Les présentations de travail issues d’atelier de pratiques artistiques en milieu médical apportent quelques confusions, de fait de leurs aspects moins aboutis. Mais comment faire autrement ? Peut-on faire l’impasse de ce travail de fond, de ces espaces où chacun des participants peut entrevoir la force du geste artistique et, le cas échant, se confronter à un public ? Si ce Festival ne donne pas d’espace à ces démarches, où ces actions peuvent-elles trouver résonance ? C’est là une question sans réponse, mais qui montre les limites d’un tel festival.
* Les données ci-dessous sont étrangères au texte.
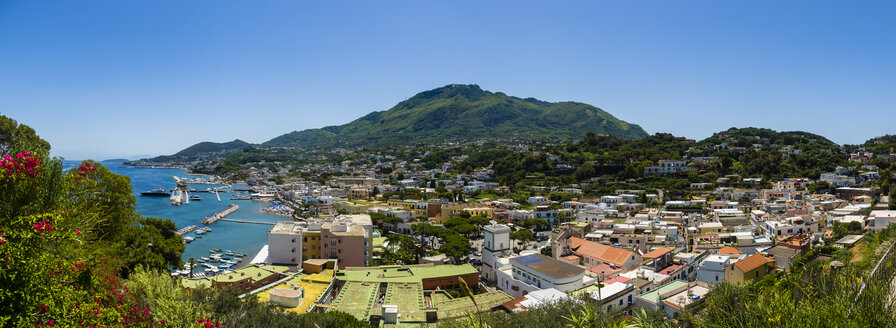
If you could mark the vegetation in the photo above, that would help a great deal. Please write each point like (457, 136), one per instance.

Il y a là un grand écart avec les productions d’artistes « hors les murs » que la direction du festival, José Sagit et Joël Delaunay, tente de réaliser en prenant des risques assumés.

 

Nous ne pouvons clore cette fenêtre festivalière sans citer le psychiatre Catalan François Tosquelles, auquel l’auteur Serge Valletti s’est adjoint pour proposer à Christian Mazzuchini d’interpréter Psychiatrie/Déconnatrie au Centre culturel Marc Sangnier, Scène Nationale de Petit Quevilly / Mont Saint Aignan : « La qualité essentielle de l’homme c’est d’être fou. Et que tout le problème c’est de savoir comment il soigne sa folie. Si vous n’étiez pas fou, comment voulez-vous que quelqu’un soit amoureux de vous, pas même vous. Et que les fous que l’on met dans les asiles psychiatriques, c’est des types qui ratent leur folie. L’essentiel de l’homme c’est de réussir sa folie ».